Wednesday, April 29, 2009

Presentation 24 04 09

Open Source House: On the road



The last 2 months we have gathered a lot information about the manner in which barrios are built. Which in the last 50 years has consolidated to something you could call a tradition of construction which is passed down through word of mouth, based on a trial and error process.
We have learned what the predominant building materials are, where they’re from, and how they are used to build.
We noticed also that a lot of professionals and institutions are busy with creating innovative strategies on improving their housing quality in the barrios, but the dispersal of this information, structurally lacks. A very important issue is that the enormous existing and self-constructed housing stock is absolutely not resistant against seismic earthquakes, long and heavy rainfalls, and structurally lack many other services.
So besides building better new houses, many existing houses are in need of immediate of improvement.

The three questions we got out of this were:

How can you spread knowledge?
How can innovation reach the barrios?
How can you help people reinforce their houses?

Open Source House is an internet based knowledge network. The only problem is that the people for who Open Source House could be useful, in the most of the cases don’t have internet, and if they do would never think of using it for this purpose.
Basically, this means that the information will never reach them.

The proposal: “How to built my house mobile”.

The idea is to make a distinct mobile vehicle which once in a while goes around to barrios with professionals, volunteers and in our case governmental organizations. This mobile should include knowledge, books, materials, toolkits, maps etc.

The collaboration of institutions that will run the mobile-project should structurally be in contact with the international world and for example Open Source House thus, introducing innovations like new materials, construction methods, water and waste systems etc.

Our Focus:

Our architectural assignment will focus on a retrofit-kit to reinforce houses against earthquakes, which is the biggest threat for Venezuela. At the end we want to design a kind of a toolkit which includes all the materials, tools and explanations so people can reinforce their casa or rancho themselves.

Slideshow 3 - Venezuela

Thursday, April 9, 2009

Halfway Presentation


The next weeks we will be finishing up the survey and interpretting the data. Almost every survey was accompanied by long conversations, which didn´t speed up the survey but gave us loads and loads of insights and perpectives from the local community.

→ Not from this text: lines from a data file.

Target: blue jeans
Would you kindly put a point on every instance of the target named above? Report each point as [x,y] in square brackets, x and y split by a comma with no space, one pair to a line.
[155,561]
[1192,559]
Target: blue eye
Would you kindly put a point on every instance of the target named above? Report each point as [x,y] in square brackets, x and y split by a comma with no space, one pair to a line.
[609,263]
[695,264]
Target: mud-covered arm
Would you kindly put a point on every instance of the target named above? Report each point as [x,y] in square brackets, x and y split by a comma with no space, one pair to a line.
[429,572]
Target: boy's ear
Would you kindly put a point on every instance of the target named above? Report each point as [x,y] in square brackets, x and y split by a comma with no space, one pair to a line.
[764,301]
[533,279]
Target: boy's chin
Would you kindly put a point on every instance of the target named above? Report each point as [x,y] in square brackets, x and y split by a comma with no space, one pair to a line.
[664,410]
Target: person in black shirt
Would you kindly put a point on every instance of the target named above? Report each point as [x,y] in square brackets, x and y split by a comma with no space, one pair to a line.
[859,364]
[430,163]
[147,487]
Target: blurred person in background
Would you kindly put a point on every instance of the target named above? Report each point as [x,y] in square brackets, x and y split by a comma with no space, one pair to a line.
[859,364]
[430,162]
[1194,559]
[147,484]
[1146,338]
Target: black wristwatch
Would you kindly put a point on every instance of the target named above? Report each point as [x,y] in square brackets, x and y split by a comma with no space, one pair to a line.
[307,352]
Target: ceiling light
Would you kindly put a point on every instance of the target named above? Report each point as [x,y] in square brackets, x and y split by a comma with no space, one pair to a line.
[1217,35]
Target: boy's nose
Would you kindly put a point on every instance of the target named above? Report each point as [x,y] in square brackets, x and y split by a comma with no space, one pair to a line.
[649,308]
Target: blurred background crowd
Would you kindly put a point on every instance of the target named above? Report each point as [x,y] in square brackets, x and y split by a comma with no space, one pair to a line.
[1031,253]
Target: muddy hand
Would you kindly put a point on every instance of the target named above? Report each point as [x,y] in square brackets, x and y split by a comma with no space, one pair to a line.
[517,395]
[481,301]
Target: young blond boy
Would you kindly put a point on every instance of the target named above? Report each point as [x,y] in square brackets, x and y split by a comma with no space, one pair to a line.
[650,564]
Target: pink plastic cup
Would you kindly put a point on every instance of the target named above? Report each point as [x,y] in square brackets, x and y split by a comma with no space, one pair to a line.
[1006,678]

The 24th of april we´re inviting various groups (Red Cross, Civil Service, Autoridad Unica, Corpovargas), who were involved in the reconstruction to show what we found so far.

Based on what we have found so far in Macuto, and the feedback from the presentation, we´ll propose several in depth interviews in other cities. Basically, we´ll be testing some of the lessons and hypothesis we´ve learned in Macuto, and if they have regional validity.

Tragedia del Mocoties (2005)


This week is Semana Santa in Venezuela; Holy week. For us a reason to depart from our research area, Macuto, because of a massive inflow from Venezuelan tourists into El Litoral. This means a lot of regaeton, alcohol, litter and crime!

We have chosen to go to Merida (located in the east of Venezuela), due to the beautiful landscape, it being a reknown safe/student city, and the possibility for another comparative case study called Tragedia del Mocoties in 2005.

In the valley of Mocotíes, intense and prolonged rainfall caused several landslides in the Santa Cruz de Mora in 2005, resulting in 70 deaths and a lot more affected.

It will be interesting to see how they deal with the reconstruction of a similar type of disaster, in another part of Venezuela. We will soon post our findings on the blog.

Another fun twist to our trip to Merida was our meeting with a paraglider / aerial photographer. By coincidence he photographed the entire coastline from his paraglider. He has offered to share the photos, and maybe make a trip in the air with us. An amazing opportunity, which we obviously will pursue.